I have neeearly finished the Cuddlebuns nappy I have been sewing! Sooo nearly. I have been hammering snaps on it today! Arthur loves watching me do that. He giggles every time the hammer goes BANG on a snap! He's funny :) But he got bored with three snaps to go, so I haven't quite finished it yet. The moment I have, I will take a photo and rush to put the nappy on Arthur's bum! I love putting my own nappies on his bott. I feel so accomplished when I see them there looking cute! I have already started cutting out fabric for another Cuddlebun. I have soooooo much cute fabric. And a place to sew again! And Arthur needs nappies that fit him. Cuddlebuns seem to fit him just nicely at the moment.

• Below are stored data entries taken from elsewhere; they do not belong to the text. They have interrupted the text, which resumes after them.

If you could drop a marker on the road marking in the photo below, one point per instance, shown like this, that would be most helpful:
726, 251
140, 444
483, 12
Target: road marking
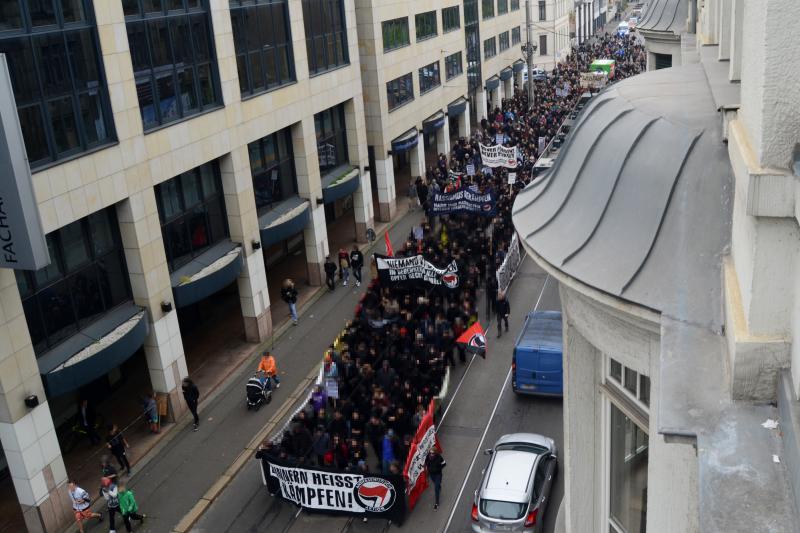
488, 425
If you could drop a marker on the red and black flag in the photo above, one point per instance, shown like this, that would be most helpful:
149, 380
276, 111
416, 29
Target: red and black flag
474, 340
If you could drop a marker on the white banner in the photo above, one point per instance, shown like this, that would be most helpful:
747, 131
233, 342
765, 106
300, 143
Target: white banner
510, 265
499, 156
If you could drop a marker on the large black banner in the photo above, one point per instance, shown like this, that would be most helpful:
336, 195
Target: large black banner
317, 489
463, 200
415, 269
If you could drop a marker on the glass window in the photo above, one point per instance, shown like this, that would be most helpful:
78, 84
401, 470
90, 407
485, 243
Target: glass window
487, 9
87, 277
489, 48
326, 35
395, 33
57, 76
425, 24
399, 91
453, 66
263, 41
516, 35
331, 138
451, 19
173, 59
192, 213
503, 38
628, 460
429, 77
272, 167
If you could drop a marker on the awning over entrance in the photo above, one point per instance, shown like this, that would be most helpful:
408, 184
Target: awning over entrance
339, 183
207, 273
457, 107
434, 122
284, 220
406, 141
95, 350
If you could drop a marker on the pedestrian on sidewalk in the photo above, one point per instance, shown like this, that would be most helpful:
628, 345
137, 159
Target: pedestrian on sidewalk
289, 295
344, 266
81, 502
118, 445
111, 495
270, 369
356, 263
330, 273
128, 507
192, 396
503, 309
435, 463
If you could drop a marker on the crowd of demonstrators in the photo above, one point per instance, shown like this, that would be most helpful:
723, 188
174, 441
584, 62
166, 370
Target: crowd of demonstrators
392, 357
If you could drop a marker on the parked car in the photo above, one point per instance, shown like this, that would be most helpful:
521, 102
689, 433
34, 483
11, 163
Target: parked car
515, 489
537, 363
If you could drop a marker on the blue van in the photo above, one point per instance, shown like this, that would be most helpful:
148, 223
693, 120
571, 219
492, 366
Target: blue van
537, 366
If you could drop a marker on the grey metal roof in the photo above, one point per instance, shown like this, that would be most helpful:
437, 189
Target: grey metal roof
638, 202
665, 15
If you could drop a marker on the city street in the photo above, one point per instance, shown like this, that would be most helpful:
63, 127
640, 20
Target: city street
482, 408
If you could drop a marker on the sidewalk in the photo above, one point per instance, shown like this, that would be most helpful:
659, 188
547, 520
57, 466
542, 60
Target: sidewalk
178, 467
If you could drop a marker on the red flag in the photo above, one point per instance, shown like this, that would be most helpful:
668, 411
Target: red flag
389, 250
474, 340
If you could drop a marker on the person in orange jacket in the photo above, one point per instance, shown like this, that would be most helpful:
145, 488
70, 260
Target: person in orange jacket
269, 368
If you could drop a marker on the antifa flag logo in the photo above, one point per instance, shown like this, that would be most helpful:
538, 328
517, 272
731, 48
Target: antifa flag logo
375, 494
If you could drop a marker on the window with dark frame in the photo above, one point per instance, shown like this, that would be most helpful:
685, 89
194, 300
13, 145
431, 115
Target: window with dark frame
331, 138
174, 61
395, 34
453, 66
326, 35
489, 48
191, 208
400, 91
57, 76
272, 168
429, 77
87, 277
504, 43
451, 19
425, 25
516, 35
263, 41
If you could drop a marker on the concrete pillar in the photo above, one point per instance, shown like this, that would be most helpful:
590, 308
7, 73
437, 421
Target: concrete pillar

I feel bad this afternoon because I decided to help Arthur to get to sleep by himself for his nap. He was sleepy at 3pm, so I took him up to bed. I nursed him, and he didn't fall asleep like that, so after I burped him, I just said "Night night Arthur, sleepy time" and put him down on the bed, and walked across the hall to the other bedroom (where I use the computer). He babbled and rolled for ages, and I went in after 5 minutes or so. I put him back in the spot I first laid him in, and said, "Night night Arthur, sleepy time" and went out again. He made some cross noises after a while and when I went back in I just did the same thing over and over. And over. He got crosser and crosser. He even cried. I went to him every time he cried, but he was so not happy. Finally around 5pm (two hours later!) - I can't believe I had that much patience, though I nearly gave up several times - I stayed with him on the bed and patted his back regularly. He complained but he was so tired out that he just went to sleep. I feel awful that he cried a lot over this. At the moment I'm still not crazy about nursing him to sleep because that is giving him a LOT of milk, which I'm not sure he's okay with just yet. Also I was just feeling too ill and tired to rock him for ages until he slept. So this had to be it. Or just get him up again and not give him a nap.

Anyway he slept. Oh he is suddenly awake and crying! Back later.

Okay I'm back again. He woke right up and cried a lot, but I saw that he was still sleepy so I went in and said, "It's okay Arthur, Mummy's here." and patted his little back till he put his head back down and closed his eyes again. He did keep on whimpering for a bit, but he went to sleep.

I feel somehow like I'm not doing this right. He is teething so badly today. His cheeks are red and swollen and his is constantly biting on his hands. Should I not be doing the sleep thing while he's having teething trouble? Somehow it doesn't seem fair. Urgh. All my instints say DON'T do stuff to make him cry, even helping him to sleep by himself. When I try to work against my instincts, I feel totally lost. I have no sense of direction in what I'm doing, and I doubt my abilities as his Mummy, and lose track of my goals, etc. It makes me wonder WHY I am trying to work against my instincts in the first place. But I wanted him to know how to fall asleep by himself, so that he can start to get to sleep quicker and easier. But then, is that just for my benefit? I don't know anymore. All I know is, I feel happy that he fell asleep by himself, but sooooo bad about how that happened. It doesn't seem worth it to me. I don't know what to do next.

He's crying again. I have to go. Back asap!